David Henig 🇺🇦 Profile picture
UK Director @ecipe Brexit global trade political economy, Perspectives column @BorderlexEditor, Expert adviser @UKTradeBusiness. Music maniac, some sport. DMs.

Sep 14, 2020, 8 tweets

If I'm reading the Internal Market Bill and Withdrawal Agreement Bill right they between them give UK Ministers the power to overturn WTO rules as well as the Withdrawal Agreement. But similarly the power to prevent Northern Ireland products being sold in the UK.

Because the Internal Market Bill uses the language first defined in the EU Withdrawal Agreement Act of "qualifying goods" from Northern Ireland. And what are these goods? Entirely up to the Minister to decide...

So, Mutual Recognition in Article 11 does not apply to Northern Ireland if Ministers decide it doesn't. Or does if they decide it does. 11-3 being the key para.

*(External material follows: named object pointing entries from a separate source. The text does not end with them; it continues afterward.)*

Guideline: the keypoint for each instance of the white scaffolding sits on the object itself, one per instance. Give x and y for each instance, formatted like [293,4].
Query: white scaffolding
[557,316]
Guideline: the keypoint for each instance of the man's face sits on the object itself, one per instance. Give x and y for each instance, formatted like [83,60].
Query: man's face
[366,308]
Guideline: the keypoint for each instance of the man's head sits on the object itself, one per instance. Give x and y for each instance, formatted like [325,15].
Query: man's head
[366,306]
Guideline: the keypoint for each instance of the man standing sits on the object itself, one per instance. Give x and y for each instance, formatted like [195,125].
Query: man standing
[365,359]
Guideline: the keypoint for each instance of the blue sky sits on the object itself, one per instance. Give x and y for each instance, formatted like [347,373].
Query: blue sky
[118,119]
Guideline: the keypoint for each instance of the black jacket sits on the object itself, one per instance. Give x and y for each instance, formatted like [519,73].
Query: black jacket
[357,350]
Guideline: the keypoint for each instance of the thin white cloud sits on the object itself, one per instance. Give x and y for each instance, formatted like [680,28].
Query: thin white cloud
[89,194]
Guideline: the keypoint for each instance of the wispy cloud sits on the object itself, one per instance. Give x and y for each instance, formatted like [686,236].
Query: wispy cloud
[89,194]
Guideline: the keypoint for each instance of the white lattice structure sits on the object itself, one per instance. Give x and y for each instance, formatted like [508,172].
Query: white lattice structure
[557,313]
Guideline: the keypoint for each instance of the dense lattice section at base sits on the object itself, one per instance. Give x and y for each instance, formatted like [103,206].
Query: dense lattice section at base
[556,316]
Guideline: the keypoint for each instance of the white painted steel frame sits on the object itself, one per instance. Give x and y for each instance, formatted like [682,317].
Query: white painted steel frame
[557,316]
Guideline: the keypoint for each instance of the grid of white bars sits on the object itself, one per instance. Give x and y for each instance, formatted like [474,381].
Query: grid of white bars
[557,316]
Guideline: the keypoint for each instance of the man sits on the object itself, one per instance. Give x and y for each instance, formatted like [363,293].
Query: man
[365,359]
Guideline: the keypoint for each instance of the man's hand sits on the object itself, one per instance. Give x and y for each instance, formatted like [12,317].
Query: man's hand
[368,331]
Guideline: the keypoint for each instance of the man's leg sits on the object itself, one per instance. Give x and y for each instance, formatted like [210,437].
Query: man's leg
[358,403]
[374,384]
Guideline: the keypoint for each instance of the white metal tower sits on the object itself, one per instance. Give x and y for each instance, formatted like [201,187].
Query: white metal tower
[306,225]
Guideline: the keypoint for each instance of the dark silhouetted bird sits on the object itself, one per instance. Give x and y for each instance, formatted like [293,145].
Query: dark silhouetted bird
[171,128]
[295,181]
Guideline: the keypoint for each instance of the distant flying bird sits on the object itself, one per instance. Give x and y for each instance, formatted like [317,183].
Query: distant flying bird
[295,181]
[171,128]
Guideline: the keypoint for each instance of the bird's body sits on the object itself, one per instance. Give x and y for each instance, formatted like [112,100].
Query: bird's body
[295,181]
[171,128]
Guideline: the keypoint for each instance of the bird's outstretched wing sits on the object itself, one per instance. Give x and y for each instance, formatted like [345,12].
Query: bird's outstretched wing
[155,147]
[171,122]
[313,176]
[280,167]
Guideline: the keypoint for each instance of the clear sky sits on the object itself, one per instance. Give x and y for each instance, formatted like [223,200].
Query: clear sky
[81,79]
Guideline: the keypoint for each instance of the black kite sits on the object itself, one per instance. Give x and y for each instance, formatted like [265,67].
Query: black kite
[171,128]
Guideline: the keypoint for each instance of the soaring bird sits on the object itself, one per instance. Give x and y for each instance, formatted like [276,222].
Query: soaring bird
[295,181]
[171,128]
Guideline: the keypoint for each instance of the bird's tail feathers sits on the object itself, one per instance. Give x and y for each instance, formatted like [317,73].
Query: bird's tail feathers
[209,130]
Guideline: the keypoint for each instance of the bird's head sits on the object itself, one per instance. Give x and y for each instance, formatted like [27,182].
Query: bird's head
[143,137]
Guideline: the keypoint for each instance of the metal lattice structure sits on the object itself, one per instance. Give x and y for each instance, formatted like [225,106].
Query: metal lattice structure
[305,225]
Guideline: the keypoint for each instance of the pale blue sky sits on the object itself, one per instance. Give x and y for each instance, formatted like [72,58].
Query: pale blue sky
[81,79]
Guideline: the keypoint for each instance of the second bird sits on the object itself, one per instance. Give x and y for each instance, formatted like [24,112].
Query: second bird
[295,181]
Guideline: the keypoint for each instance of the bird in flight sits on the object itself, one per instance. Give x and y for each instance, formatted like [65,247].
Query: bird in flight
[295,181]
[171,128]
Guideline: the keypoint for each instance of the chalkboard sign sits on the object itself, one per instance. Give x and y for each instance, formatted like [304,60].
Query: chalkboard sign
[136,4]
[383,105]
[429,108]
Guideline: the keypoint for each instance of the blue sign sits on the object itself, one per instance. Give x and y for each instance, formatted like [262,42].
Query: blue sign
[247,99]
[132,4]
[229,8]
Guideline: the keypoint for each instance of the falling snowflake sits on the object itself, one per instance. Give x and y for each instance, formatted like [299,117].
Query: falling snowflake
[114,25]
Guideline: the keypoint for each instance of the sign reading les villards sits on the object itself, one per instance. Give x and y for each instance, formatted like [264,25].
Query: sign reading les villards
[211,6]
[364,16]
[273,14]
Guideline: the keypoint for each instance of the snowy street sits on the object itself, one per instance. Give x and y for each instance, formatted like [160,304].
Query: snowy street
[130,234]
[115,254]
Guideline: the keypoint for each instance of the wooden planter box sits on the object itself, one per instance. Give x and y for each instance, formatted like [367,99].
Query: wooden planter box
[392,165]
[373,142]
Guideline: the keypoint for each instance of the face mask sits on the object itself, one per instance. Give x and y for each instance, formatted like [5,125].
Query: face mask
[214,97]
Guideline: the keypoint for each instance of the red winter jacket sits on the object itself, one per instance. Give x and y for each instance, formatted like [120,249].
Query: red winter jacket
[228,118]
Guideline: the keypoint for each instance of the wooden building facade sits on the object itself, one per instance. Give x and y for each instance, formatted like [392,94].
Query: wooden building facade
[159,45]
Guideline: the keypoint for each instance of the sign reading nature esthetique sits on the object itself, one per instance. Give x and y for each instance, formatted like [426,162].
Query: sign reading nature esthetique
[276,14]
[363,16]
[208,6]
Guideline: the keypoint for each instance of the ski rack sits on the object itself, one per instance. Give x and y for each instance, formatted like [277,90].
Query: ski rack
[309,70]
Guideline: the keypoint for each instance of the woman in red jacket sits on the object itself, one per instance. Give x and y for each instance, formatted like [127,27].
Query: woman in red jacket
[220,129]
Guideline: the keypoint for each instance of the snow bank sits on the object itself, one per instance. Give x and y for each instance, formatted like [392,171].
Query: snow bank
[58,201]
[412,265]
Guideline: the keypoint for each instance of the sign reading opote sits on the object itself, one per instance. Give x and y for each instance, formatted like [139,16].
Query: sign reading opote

We then move to para 41 of the Bill, on checks on Northern Ireland to Great Britain goods. Which can be summarised as not allowing any new checks unless required, unless those requirements are in turn overrided by Section 45...

And section 45 overrides every existing commitment including WTO rules.

To summarise then, Ministers will have the power to prohibit goods from Northern Ireland being mutually recognised in the rest of the UK, but can only authorise checks around this decision, not for example to comply with WTO rules.

This Bill deserves some serious scrutiny because I suspect there's a lot more there that raises major questions. And it particularly plays to the idea that powers coming back from the EU are going to Ministers with only the slightest hint of Parliamentary sovereignty.

Now wondering if candidate for WTO DG Liam Fox will vote in favour of the UK government having the power to ignore WTO rules in the Internal Market Bill?